‘A classic mess’ ASPI says, as govt scraps Defence drones to pay for cyber


Denham Sadler
National Affairs Editor

The scrapping of a $1.3 billion Defence drones program by the federal government to help pay for a cyber budget boost has been branded a “mess” and a massive blow for the local industry.

It was revealed late last week at a Senate Estimates hearing that the $1.3 billion SkyGuardian program, which would have seen Australia buy 12 armed drones to be used for surveillance, had been quietly shelved, with the leftover money going towards the $9.9 billion, 10-year investment into the Australian Signals Directorate’s cyber capabilities.

This program, dubbed REDSPICE, was announced in last week’s budget, with $588.7 million in new money over the next four years.

Image: U.S. Marine Corps

The drones were described by then-Defence Minister Linda Reynolds as “cutting-edge armed remotely-piloted aircraft systems” when the plan was announced in 2017, and one which would ensure the Defence force “maintains state-of-the-art capability”.

It would have seen Australia acquire these drones for the first time, which would have been more advanced than those used in recent years in Afghanistan. About $10 million had already been spent on the program before its funding was redirected.

The drones plan was an important one and the decision to scrap it is a mistake, according to Australian Strategic Policy Institute senior analyst Dr Malcolm Davis.

“It’s a shame that the government has chosen to do this in order to pay for REDSPICE. This has basically taken away a significant capability that I think would have been really useful with nothing in its place. Substantial amounts of money were invested into that project and we’ve got nothing back,” Dr Davis told InnovationAus.com.

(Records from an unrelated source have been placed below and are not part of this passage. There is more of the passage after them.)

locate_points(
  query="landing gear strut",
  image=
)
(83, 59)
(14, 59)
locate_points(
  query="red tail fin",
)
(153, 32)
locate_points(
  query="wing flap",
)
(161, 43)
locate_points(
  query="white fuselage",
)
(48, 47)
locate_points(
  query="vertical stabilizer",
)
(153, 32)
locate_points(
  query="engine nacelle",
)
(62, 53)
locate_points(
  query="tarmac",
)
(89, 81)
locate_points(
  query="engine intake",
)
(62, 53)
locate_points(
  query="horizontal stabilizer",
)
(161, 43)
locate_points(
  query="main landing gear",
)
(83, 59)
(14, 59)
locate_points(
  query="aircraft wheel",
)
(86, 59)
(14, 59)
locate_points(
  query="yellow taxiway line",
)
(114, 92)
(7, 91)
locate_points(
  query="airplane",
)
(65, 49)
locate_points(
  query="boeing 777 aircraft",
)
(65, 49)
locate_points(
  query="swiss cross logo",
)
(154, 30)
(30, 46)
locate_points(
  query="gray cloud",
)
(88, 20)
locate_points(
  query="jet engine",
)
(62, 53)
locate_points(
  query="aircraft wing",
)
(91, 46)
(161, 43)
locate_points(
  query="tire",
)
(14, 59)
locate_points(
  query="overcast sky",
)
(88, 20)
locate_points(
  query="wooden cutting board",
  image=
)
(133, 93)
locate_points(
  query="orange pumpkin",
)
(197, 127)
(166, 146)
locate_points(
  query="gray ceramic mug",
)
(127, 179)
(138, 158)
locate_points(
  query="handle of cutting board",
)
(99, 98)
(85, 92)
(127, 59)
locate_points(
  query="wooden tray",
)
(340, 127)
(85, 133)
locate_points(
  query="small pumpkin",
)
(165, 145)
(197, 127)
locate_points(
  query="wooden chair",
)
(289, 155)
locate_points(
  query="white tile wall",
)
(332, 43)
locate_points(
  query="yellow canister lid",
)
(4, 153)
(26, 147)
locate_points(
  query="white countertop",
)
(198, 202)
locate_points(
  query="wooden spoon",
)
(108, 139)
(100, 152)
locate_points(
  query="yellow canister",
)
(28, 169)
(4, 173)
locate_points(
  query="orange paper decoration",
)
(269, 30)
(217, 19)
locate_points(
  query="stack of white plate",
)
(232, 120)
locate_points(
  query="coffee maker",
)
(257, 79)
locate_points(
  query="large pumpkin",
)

“Essentially it’s a classic Defence department government mess. We’ve invested all this time and all this money and we’ve cancelled it without any deep thought about any alternatives. It’s a loss and it’s not well thought through in terms of government policy.

“It’s a short-term perspective, but the government is doing REDSPICE and I suspect they’re doing it on the fly.”

There were also significant local industry opportunities with the SkyGuardian project, Dr Davis said.

“It would have been a new capability and it would have generated sustained work for people to support them and evolve them with new capabilities. That would have all entailed additional work,” he said.

General Atomics had formed a consortium with ten Australian companies to deliver elements of the SkyGuardian project, helping to provide a range of sensors, communication and manufacturing for it.

The company’s president David Alexander said the government’s ditching of the program is “disappointing for a number of reasons”.

The new drones would have offered a “cost-effective, multi-domain capability that is deeply relevant to Australia’s future strategic environment”.

“Equally disappointing, our many Team SkyGuardian Australia partner companies have invested in the start-up and future support for this capability in Australia and will lose considerable sovereign capability opportunities following this decision,” Mr Alexander said.

The Opposition has also slammed the decision, saying that it will “reverberate around the Australian defence industry” and that it “demonstrates this government doesn’t care about Australian manufacturing”.

REDSPICE will see the ASD double in size, and triple its offensive cyber capability.